The area has several cenotes. I recommend Noh Mozon, which is hidden in the wilderness about 10 kilometers from Telchaquillo. However, the poor road conditions mean you will lose about an hour there and back, so it might be better to go another day.

Tekit, Mama, Chumayel and Teabo

Take Highway 184 to Tekit, which is about 18 kilometers from Mayapán. Famous for its guayabera shirts, Tekit is a great place to shop for traditional clothing if you’re not too tired. The town also has a beautiful 16th-century church dedicated to Saint Anthony of Padua.

Next, you can continue your journey to Mama, whose name is considered “No No” in English, since “ma” is equivalent to “no” in the Yucatec Maya language. Here, you can see the Church of the Ascension, a unique church with a bell-shaped dome. Mama also has a former Franciscan monastery and a chapel that are worth visiting.

If you want to see more towns and churches before visiting Pueblo Mágico Maní, visit Chumayel, about nine kilometers from Mama. This town is famous for being the origin of the Chilam Balam of Chumayel. Named after the town where they lived, the Book of Chilam Balam is a manuscript containing information related to the ancient Maya, including rituals, medicine, and astronomy. Chuyamel is also home to a 16th-century church, the Shrine of the Immaculate Conception. Less than 10 minutes from Chumayel is the town of Teabo, which has a beautiful former monastery and parish.

Entrance gate to the town of Chuyamel Monastery Route.Entrance gate to the town of Chuyamel Monastery Route.
A double arch welcomes visitors entering Chuyamel.

Peanut

With its colorful decorations and buildings, Maní really gives you the feel of a magical city.
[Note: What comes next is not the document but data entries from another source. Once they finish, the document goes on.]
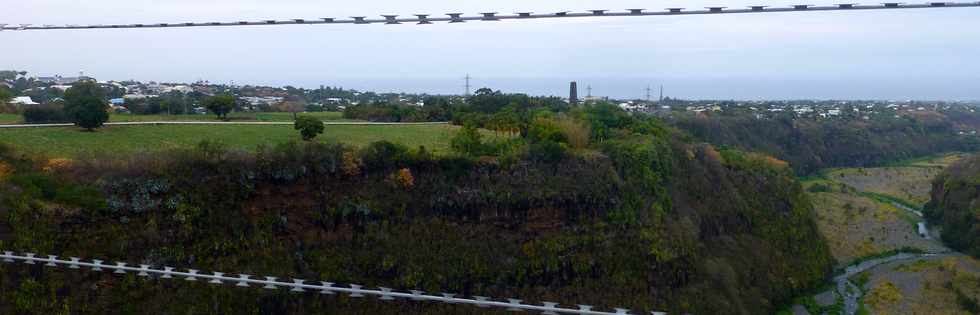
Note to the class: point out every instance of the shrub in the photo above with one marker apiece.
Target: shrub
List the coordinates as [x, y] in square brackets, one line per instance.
[819, 188]
[309, 127]
[546, 129]
[576, 133]
[383, 155]
[45, 114]
[546, 151]
[37, 186]
[468, 141]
But unfortunately, the city also has a dark history. The city was the site of a 16th-century tragedy: the auto-da-fé of Maní. The Spanish Inquisition court led by Franciscan friar Diego de Landa burned dozens of ancient Mayan manuscripts, destroying the knowledge contained within them forever.

In the town's main square is the former monastery of San Miguel Arcángel, with a large atrium and open-air chapel. The altar and remains of old murals in the interior of the church are also worth seeing. After visiting the monastery, take a stroll around the town's main square and market to buy traditional goods such as honey-based products, clothing and souvenirs. The town is also famous for Melipona beekeepingso you can visit the meliponario, or Melipona bee farm, like House of the Sun or Meliponario Lool-Ha.

Depending on when you arrive, enjoy a late lunch or early dinner at Maní. If you prefer meat, try the town’s famous Poc Chuc, a citrus-marinated grilled meat dish usually made with pork. Prince Tutul Xiu is a popular restaurant for Poc Chuc.

From Maní, you can also connect to Puuc Route and visit some of the lesser known archaeological sites in the Puuc region.